It couldn’t be more timely to see a couple blog posts on the topic of threat hunting, one from Robert M. Lee and another by Richard Bejtlich. (Updated to also add some Twitter comments links, as I think I agree with this position.) Reason? The past couple weeks I’ve been reading papers and other posts and job descriptions of “threat hunting,” as I try to figure out what that means and what it does in a security organization.
See, I’ve been part of the infosec community since around 2001 in some for or other. But around 2014-2015 or so, I fell a bit out of touch; I didn’t read much from twitter or other blogs and feeds of mine and didn’t really do any cons or other learning. As such, I turn around in 2016 and plug back in, and things like “kill chain” and “threat hunting” take me a bit by surprise at how suddenly they’ve popped up. And in the case of the latter term, I’ve been trying to figure out where it came from and what it really means. I mean, I like the idea of the task, but it doesn’t seem like a full time position to me; it seems like an amalgamation of other duties, or maybe just a way to save money on external pen/red team tests by getting internal offense members, and concocting some additional things for them to do so you don’t lose them to boredom.

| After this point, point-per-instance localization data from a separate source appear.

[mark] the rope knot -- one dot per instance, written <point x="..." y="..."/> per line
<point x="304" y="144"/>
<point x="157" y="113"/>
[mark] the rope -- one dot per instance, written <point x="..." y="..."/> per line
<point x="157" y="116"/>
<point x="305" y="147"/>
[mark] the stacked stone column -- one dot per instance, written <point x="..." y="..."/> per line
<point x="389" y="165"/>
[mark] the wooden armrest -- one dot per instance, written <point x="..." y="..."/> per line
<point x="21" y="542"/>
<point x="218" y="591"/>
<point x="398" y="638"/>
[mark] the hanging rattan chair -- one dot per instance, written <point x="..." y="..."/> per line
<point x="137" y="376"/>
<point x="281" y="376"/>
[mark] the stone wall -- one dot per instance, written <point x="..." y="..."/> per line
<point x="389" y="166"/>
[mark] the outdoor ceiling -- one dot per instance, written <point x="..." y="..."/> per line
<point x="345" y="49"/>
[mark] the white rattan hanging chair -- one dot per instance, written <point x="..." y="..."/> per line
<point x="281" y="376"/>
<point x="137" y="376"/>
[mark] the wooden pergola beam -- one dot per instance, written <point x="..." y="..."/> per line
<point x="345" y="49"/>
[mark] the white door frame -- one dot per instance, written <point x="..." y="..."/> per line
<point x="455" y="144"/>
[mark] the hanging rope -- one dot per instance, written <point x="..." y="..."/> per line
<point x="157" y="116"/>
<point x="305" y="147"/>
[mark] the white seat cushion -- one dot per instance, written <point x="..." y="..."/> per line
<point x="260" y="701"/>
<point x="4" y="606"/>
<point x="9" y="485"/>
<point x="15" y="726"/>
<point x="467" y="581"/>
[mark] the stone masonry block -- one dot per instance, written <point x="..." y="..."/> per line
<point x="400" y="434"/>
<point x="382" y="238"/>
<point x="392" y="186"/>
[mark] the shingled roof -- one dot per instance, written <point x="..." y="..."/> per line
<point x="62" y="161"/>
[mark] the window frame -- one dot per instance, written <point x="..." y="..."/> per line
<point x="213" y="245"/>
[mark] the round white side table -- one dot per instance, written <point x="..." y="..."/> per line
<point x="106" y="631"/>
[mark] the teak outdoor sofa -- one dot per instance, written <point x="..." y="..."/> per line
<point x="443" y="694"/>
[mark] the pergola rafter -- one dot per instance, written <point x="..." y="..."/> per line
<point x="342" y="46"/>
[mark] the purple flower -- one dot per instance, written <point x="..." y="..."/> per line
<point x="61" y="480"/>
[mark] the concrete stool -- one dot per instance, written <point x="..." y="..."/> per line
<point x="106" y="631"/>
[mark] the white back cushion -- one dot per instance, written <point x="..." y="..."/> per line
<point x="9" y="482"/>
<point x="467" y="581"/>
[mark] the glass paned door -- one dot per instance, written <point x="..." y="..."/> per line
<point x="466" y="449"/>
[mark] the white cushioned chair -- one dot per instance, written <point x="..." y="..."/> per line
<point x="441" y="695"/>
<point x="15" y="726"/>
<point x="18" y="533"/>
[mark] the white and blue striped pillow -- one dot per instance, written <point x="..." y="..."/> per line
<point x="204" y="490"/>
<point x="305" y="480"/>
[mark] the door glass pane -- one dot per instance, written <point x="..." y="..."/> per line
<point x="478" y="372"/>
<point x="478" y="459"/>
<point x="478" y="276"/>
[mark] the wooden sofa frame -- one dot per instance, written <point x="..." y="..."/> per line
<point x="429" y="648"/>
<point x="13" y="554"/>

(Side note, it’s an interesting time, where organizations want to do more than just strictly blue things, but it’s hard to make sure your offense-minded folks don’t get bored or jump for those flashy full-time pentesting gigs. Likewise, blue tools and signatures are reaching their limits of usefulness, but other techniques and detection and analysis require more effort, intelligence, and experience to wield for proper value; enter offensive minds.)
My confusion stems from hearing about the tasks, and not being sure if the hunter is looking for latent, active compromises in dark corners of the enterprise, or if they are testing for weak points in an organization’s posture and providing fixes. Or maybe they are like architects for new tools like UBA/UEBA as they attempt to emulate attackers and define how detection tools may help identify them better, especially when you have to rely on behavior and anomalies rather than hard signatures or IoCs (hey, there’s another surprise term that is new!). To me, security is not just about watching alerts in a SOC, but about constantly improving the position of the security functions. In a sense, I’m always looking for ways to have more complete visibility, or at least know where my blind spots may be. Role-playing and tabletop exercises help stimulate that thinking as well. Things like analyzing a new vulnerability announced and how to tell if that affects or has already affected me, or a new minor incident and what pieces of information are annoying to procure. Every blue question has a chance to improve the environment.

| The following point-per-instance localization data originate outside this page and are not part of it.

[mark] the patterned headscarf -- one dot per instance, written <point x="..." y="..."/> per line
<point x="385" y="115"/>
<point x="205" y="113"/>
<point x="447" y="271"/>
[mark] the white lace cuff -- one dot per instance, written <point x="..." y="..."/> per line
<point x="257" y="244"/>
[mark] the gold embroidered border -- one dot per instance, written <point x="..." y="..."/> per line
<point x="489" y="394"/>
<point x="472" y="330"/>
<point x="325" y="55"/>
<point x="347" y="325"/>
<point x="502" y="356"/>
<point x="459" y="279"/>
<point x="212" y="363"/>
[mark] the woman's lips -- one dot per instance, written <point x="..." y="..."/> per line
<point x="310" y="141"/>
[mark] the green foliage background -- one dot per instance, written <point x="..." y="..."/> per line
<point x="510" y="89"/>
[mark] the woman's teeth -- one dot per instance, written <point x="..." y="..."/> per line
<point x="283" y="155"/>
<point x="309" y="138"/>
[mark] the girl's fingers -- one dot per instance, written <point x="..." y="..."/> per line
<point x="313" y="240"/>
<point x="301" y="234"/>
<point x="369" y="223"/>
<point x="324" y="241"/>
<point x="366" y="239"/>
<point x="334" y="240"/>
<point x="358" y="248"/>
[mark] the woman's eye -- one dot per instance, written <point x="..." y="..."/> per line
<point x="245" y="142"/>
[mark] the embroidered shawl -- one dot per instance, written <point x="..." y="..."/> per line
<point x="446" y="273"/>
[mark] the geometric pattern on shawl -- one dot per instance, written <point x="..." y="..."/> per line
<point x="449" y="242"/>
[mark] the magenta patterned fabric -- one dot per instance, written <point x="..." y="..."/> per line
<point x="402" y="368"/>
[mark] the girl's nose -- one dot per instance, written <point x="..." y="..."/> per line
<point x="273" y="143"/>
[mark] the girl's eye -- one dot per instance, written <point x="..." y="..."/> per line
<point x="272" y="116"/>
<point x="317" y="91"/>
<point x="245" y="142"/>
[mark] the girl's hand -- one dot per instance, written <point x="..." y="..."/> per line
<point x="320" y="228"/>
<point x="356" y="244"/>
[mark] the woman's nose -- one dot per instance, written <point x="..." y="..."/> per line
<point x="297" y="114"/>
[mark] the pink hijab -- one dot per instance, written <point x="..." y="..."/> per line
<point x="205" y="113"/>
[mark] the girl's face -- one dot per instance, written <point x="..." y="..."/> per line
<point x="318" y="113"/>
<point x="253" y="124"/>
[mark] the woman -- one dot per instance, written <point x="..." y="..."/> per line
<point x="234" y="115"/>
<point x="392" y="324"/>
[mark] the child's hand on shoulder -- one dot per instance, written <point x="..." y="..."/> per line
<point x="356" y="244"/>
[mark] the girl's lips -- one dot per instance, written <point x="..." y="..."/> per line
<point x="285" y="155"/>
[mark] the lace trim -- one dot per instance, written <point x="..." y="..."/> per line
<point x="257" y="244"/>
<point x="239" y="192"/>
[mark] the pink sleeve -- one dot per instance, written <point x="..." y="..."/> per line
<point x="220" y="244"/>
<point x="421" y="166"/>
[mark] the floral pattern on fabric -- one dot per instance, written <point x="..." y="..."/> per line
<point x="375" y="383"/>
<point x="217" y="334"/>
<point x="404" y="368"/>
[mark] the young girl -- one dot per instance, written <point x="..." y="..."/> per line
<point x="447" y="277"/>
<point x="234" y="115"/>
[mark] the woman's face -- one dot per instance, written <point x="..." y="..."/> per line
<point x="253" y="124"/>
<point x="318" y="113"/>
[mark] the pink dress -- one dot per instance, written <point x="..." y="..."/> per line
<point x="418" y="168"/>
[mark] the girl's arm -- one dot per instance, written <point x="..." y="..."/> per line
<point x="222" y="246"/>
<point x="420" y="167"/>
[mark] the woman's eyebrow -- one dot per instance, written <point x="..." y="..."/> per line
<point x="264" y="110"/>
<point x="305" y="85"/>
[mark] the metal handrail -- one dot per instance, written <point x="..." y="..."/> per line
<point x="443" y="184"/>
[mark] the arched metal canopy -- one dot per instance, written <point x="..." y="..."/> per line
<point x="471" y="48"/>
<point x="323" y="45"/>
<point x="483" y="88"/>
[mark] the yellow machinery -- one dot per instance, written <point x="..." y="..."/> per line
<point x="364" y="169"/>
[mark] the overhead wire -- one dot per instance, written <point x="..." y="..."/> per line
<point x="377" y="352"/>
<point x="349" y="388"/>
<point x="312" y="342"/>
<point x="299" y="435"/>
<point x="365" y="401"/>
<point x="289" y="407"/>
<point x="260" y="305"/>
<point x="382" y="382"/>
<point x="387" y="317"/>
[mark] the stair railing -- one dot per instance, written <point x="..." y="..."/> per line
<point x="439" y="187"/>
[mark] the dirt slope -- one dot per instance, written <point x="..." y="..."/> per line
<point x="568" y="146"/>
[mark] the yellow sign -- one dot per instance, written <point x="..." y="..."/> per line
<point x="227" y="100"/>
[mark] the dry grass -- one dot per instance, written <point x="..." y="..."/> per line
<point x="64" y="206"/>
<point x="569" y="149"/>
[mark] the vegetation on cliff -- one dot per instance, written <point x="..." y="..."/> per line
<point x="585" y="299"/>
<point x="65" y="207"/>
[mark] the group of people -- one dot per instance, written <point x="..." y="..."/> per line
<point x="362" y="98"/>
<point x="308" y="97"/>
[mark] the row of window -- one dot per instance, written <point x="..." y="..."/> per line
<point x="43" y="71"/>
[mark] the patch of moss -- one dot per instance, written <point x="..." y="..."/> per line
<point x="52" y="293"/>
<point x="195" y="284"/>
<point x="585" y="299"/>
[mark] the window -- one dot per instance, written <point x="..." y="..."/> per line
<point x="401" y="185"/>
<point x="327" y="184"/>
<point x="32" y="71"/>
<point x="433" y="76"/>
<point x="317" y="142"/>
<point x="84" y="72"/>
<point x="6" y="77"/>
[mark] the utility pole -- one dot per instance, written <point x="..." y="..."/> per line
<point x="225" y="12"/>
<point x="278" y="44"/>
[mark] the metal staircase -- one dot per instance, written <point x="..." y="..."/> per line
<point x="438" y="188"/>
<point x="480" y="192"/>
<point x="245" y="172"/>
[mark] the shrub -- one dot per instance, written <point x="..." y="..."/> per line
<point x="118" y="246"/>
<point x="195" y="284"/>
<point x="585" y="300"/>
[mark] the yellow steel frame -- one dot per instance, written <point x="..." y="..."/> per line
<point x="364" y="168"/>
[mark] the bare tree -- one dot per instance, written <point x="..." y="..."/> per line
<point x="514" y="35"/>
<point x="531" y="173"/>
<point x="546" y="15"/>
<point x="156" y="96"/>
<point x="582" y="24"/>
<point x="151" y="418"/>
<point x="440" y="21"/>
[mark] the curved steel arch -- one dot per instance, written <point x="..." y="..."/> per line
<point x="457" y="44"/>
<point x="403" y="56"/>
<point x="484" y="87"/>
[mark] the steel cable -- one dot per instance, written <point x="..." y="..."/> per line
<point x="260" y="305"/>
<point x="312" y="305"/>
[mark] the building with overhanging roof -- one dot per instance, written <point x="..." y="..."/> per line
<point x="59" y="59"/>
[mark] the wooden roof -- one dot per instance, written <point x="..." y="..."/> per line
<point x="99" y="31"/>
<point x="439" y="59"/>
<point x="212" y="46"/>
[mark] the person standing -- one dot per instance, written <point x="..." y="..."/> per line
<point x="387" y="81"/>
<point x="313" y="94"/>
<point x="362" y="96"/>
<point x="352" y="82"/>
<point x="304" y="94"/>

Also, is a threat hunter part of the blue team, part of the IR team, or part of an internal red team? Or maybe some combination of two or more of those areas; a sort of way to fill in some time between other tasks. Is it a way to get your SOC members something a little more mentally stimulating than watching alerts all day? Does it complement or replace role-playing exercises?
Anyway, I don’t have these answers yet, but these were timely articles on a topic I’ve been currently wrestling with.